MLA for Yarmouth
- In office 1953–1956
- Preceded by: Donald J. Fraser
- Succeeded by: Willard O'Brien Eric Spinney

Personal details
- Born: September 11, 1917 Sluice Point, Nova Scotia
- Died: May 31, 1998 (aged 80) Northfield, Ohio
- Party: Progressive Conservative

= Raymond Z. Bourque =

Canadian politician (1917–1998)

Raymond Zacharie Bourque (September 11, 1917 – May 31, 1998) was a Canadian politician. He represented the electoral district of Yarmouth in the Nova Scotia House of Assembly from 1953 to 1956. He was a member of the Progressive Conservative Party of Nova Scotia.

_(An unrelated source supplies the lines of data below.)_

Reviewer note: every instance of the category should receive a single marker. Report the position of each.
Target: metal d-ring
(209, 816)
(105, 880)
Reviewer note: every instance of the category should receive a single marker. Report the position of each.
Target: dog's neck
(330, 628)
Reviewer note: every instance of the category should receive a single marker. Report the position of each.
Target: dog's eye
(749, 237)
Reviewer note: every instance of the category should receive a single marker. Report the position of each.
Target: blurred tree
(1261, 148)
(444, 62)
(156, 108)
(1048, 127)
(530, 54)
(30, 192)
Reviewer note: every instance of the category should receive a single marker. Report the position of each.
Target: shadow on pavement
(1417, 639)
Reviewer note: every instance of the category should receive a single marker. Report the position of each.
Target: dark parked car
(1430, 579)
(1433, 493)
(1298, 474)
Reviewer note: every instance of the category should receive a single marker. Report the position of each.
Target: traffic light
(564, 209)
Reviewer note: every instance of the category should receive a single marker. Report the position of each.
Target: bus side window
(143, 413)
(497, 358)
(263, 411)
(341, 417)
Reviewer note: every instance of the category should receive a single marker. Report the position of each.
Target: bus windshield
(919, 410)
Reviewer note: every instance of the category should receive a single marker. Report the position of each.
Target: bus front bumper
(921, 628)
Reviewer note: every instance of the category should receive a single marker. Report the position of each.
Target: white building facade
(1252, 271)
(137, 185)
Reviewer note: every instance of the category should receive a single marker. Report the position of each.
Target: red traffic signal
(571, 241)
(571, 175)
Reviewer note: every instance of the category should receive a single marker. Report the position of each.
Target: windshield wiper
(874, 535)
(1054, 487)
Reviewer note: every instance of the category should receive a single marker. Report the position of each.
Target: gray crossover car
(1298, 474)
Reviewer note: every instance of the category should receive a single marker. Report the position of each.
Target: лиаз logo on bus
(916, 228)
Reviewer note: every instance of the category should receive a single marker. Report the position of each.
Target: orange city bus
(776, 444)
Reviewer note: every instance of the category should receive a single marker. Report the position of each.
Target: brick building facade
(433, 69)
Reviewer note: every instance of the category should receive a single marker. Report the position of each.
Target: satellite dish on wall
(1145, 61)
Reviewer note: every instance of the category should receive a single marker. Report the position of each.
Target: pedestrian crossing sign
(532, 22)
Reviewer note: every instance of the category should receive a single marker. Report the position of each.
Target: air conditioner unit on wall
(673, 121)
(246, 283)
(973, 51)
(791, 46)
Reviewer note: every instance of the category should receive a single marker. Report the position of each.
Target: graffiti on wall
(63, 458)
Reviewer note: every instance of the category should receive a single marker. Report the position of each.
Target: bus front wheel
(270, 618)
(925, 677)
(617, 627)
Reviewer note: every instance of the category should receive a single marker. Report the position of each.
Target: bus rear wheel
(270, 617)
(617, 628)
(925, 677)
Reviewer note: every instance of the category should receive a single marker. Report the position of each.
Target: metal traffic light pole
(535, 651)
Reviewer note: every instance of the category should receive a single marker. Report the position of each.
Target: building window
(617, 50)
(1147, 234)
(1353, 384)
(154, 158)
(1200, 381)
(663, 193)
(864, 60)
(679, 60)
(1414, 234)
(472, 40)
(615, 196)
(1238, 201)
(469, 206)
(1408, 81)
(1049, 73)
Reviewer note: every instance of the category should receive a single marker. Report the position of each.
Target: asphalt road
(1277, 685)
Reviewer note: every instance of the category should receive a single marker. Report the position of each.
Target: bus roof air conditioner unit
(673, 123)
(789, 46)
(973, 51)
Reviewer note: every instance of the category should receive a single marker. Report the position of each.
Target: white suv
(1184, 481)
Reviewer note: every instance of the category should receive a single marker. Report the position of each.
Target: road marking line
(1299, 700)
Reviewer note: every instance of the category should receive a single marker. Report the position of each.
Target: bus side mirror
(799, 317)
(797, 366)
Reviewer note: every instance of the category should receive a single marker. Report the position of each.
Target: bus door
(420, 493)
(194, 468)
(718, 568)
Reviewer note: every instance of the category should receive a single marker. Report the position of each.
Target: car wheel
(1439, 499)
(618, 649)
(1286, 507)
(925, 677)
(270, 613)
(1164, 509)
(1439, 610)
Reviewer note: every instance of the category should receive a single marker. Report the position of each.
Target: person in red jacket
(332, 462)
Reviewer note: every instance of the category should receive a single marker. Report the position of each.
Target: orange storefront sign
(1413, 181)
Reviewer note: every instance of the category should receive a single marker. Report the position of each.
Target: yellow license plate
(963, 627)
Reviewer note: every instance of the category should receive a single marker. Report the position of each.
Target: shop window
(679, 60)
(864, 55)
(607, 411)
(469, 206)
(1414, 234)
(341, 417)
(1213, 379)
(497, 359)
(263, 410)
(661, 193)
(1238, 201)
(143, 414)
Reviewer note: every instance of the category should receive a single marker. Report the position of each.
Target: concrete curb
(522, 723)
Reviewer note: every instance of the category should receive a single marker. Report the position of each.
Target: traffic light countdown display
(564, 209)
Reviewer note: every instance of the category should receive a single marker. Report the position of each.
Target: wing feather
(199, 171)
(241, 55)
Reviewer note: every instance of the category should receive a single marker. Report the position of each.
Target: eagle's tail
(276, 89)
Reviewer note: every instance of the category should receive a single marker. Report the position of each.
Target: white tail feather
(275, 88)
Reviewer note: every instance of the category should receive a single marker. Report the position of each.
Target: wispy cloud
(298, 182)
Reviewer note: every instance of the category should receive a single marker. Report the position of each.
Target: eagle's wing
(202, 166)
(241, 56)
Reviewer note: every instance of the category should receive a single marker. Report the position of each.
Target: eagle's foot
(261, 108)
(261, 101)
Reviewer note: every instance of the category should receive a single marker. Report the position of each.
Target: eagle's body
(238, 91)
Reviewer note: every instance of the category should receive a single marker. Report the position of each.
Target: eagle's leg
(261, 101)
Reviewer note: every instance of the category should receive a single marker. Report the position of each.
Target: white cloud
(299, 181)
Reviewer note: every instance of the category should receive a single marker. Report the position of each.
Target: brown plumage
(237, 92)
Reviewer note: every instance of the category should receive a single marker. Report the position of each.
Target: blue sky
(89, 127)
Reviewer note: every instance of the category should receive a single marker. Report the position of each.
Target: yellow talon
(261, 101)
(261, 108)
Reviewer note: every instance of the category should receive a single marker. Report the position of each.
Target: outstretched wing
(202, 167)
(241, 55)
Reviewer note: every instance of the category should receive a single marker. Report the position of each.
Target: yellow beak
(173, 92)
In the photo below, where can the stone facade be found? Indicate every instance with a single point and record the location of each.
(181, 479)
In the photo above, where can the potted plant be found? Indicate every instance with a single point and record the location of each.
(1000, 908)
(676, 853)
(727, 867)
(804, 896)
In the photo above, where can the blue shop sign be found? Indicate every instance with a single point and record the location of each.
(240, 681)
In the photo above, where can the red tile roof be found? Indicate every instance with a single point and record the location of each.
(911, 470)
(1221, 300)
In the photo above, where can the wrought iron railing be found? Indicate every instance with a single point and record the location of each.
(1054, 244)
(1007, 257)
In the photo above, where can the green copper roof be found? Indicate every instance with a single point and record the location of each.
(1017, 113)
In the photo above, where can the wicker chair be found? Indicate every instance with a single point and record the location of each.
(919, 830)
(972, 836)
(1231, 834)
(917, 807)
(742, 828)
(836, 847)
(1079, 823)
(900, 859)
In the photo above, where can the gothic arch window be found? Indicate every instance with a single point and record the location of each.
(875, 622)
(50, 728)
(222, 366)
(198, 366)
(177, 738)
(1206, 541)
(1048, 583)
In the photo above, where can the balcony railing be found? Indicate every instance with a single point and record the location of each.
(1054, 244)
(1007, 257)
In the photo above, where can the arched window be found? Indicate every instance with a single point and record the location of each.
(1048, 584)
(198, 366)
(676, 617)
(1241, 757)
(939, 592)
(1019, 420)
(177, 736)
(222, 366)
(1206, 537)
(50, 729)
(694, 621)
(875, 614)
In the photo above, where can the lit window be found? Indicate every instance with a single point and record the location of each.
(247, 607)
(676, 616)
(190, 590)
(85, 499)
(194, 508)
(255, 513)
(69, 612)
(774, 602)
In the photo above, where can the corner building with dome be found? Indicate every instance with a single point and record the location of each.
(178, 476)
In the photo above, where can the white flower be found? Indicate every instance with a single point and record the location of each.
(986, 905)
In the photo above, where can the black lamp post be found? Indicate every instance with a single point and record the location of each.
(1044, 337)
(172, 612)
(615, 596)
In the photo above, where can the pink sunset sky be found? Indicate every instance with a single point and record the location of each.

Bourque was born in Sluice Point, Nova Scotia, the son of Antoine and Marie Rose (Muise) Bourque. He married Bernadine Mary Belliveau in 1940. Bourque entered provincial politics in 1953 when he was elected in the dual-member Yarmouth County riding with Progressive Conservative William Heartz Brown. Both Bourque and Brown were defeated when they ran for re-election in 1956, losing to Liberals Willard O'Brien and Eric Spinney. Following his political career, Bourque moved to Ohio and was employed at the estate of Cyrus S. Eaton. Bourque died at Northfield, Ohio on May 31, 1998.